I caught up with a friend and colleague, recently, for coffee. We’ve known each other for yonks. Probably 25 years. We’ve played in the same space, in the same area, for a while, and our professional trajectories, whilst originally quite close, have shot off in two completely different directions.

As we’re talking over life, adult and near to adult children, ageing parents, and the type of work we’re each engaged in these days, the topic of their “what’s next” came up. An opportunity has presented itself, to take over the role of someone who themselves is transitioning to something different in life.
 
I gathered a sense of anxiety about my friend’s impending move. Not to the point of preventing them from proceeding. More from the viewpoint of not wanting to let people down.
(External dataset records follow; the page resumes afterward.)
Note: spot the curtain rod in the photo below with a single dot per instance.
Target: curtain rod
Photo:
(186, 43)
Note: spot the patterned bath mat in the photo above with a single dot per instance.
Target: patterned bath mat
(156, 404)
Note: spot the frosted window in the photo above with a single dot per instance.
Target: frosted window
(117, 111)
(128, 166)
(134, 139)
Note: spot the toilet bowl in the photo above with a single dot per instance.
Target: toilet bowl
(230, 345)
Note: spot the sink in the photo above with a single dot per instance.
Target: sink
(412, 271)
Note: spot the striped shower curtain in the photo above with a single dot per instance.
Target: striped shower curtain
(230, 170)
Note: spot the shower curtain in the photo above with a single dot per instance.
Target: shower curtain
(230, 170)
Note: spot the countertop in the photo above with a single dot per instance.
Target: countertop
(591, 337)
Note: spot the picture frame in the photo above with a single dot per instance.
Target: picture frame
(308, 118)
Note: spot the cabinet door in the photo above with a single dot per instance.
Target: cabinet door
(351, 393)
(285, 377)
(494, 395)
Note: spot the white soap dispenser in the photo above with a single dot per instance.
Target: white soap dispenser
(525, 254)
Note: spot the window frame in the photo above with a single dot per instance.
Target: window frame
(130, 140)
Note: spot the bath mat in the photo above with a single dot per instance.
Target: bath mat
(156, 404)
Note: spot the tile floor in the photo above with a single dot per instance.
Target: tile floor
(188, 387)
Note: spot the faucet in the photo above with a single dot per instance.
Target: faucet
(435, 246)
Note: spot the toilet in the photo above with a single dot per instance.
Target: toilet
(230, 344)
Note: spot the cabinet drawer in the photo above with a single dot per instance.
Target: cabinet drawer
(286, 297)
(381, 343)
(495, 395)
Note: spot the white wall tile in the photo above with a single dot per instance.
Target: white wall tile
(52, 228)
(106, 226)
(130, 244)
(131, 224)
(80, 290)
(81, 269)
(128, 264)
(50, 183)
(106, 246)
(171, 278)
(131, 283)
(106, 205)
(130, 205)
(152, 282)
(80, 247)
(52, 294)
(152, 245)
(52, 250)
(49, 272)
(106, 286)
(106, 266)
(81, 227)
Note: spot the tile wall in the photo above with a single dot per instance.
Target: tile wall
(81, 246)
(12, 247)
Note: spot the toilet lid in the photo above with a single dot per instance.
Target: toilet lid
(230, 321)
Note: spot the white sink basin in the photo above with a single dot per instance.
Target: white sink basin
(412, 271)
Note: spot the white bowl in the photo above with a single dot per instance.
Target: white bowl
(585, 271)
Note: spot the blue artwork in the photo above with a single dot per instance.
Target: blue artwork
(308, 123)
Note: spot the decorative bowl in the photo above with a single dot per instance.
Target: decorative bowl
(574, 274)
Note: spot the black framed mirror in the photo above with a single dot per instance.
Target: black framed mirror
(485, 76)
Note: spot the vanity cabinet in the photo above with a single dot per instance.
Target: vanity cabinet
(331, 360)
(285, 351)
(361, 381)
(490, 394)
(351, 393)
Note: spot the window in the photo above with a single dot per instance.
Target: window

Like, the person that introduced them to this fantastic new opportunity, or the people that they will now be professionally associated with. These are big shoes to fill, and the loss of the transitioner will be felt, to some degree, by the people they themselves have engaged with, over many years.
 
“Just be you. Don’t try to be them” was my comment as we’re wrapping up proceedings. “You’re really good at what you do. I’ve seen you in action. You’ve got your own style and way of doing things, and its great”.
 
I could see my friend’s shoulders loosen, as a small, but perceptible, sense of relief emanated, and some grateful words were offered from them, in return.
 
When you’re looking to promote people inside an organisation, don’t look for a clone of the last person that sat in the chair. Look for someone, that will add their own flair to the role. Let them bring themselves to the position, not an imitation of the former occupant.
 
Similarly, in family businesses, when it’s time for the matriarch or patriarch to step aside, don’t necessarily assume it’s the eldest that should step into the senior role. Nor, again, should the family appoint Mum or Dad’s one generation down doppelgänger to keep running the show. Quite often, that’s fatal, as invariably, comparisons are too easily made between how Mum or Dad did it, and how Junior does it.
 
A different personality, or style, stepping into a long standing role is not about “preserving” what’s there. It’s about building on it, to morph the business, or the service offer. Quite often, the new approach, brings in new people, who may never have considered previously, the service that was on offer. Focus on the opportunity to “build upon” the existing, strong foundations.
 
In an age where we’re surrounded by so much that is fake, in the media, in society and amongst those that are supposedly our leaders, what I believe people are looking for, in most relationships, is for the people they deal with to be authentic. They want “you” to be “you”, and not someone else. That way, you can be trusted, for who you are, and what you bring to the table.
 
When a new opportunity opens up, wear your own shoes to the role. They’re well worn, comfortable, and offer the support that you need, to perform at your best.

This Week’s Tip

“Quite often, we don’t see in ourselves, what others do. Yet, if we took the time to ask, we might be surprised at what others value, and how much they value it.”